A number of issues were identified including outdated data, inaccurate pre-kindergarten enrollments, and an out-of-date system for funding special education.

The report states that school funding is not based on district data that is current.  Although lawmakers in the state passed the School Funding Reform Act in 2008 in order to determine how much money should be given to each district based on demographics and enrollments, districts with any sort of change in enrollment have not seen an increase or decrease in the amount of money they receive because the state has not been fully funding the formula.

In order to fix this issue, the report suggests current student population data and other demographic data be used in order to determine school aid.

However, in response, the state Department of Education called the recommendation “laudable.”  It did add that decisions concerning school funding are left to the governor and state Legislature.

The report also found special education funding not to match the needs of the district.  While special education funding in the state is allocated to districts based on an assumption that around 15% of students are in need of special education services, more than 200 districts in the state actually have rates that differ by more than 10 percentage points.

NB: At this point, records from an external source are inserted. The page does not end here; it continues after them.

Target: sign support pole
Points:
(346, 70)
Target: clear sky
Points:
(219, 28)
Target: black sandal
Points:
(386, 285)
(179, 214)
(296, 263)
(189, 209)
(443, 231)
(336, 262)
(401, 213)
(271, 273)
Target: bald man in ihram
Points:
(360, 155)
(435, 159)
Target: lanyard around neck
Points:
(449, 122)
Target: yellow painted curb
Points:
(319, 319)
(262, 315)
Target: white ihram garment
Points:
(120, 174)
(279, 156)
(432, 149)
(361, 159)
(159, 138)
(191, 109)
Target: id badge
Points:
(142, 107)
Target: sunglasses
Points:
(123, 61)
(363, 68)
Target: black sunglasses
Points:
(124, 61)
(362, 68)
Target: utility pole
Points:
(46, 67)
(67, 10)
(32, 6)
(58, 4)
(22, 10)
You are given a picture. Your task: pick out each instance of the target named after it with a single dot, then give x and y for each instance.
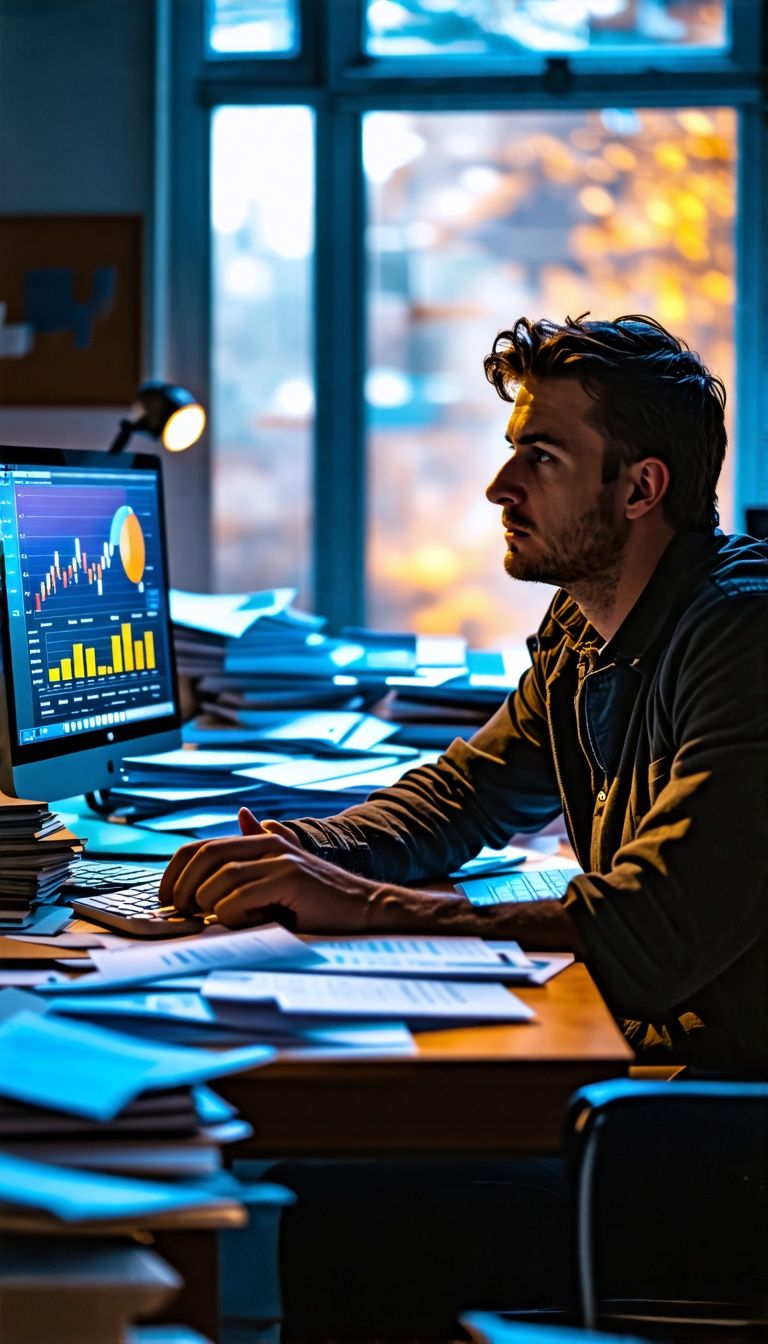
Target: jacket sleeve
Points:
(687, 895)
(437, 816)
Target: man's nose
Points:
(506, 488)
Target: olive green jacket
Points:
(655, 747)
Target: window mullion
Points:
(339, 371)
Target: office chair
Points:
(670, 1207)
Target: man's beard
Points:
(588, 558)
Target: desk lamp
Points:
(164, 411)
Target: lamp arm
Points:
(121, 437)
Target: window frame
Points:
(340, 84)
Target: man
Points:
(643, 717)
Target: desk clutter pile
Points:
(292, 722)
(108, 1047)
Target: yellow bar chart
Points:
(128, 655)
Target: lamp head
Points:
(163, 411)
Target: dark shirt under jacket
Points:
(654, 746)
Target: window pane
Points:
(261, 363)
(505, 27)
(252, 27)
(474, 221)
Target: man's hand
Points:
(266, 875)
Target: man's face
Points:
(561, 523)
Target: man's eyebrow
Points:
(523, 440)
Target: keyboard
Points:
(124, 897)
(534, 885)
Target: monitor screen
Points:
(88, 653)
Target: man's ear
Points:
(648, 481)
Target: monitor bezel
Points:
(96, 753)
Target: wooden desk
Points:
(482, 1090)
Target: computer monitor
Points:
(88, 656)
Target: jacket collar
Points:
(662, 596)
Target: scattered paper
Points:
(89, 1071)
(244, 999)
(250, 949)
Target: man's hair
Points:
(654, 398)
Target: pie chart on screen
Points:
(125, 535)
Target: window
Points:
(394, 180)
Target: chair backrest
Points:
(669, 1184)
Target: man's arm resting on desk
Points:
(264, 875)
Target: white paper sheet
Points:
(366, 996)
(440, 957)
(249, 949)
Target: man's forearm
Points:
(541, 925)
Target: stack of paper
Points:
(266, 985)
(82, 1097)
(198, 792)
(254, 653)
(36, 856)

Recommendations state that special education funding should be given out based on the actual percentage of special education students living within the district.

The state Department of Education does not agree with this finding, arguing that different special education students cost varying amounts to educate and a direct correlation between the number of students and the overall cost to the district cannot be identified, writes Adam Clark for

Lastly, the report notes that schools in the state are greatly overestimating enrollment in their pre-kindergarten programs.  The state spent over $655 million in state aid for pre-K programs in the 2015-16 school year.  The majority of that money went to 31 urban and low-income districts.

In order to determine how much money each district received, a projected preschool enrollment was offered to the state by each district, who then received funding on a fixed per-pupil basis.

Because many of the districts overestimated their enrollment, an excess of almost $33 million was overpaid to districts.

The report suggests that in order to fix this flaw, future payments be adjusted after actual enrollment data becomes available.

The state Department of Education agreed with this suggestion, saying such enrollment projections are typically too high and adjusting future payments could save the state a significant amount of money.  However, it also fears that the state could end up paying even more money to those districts that project their enrollments too low.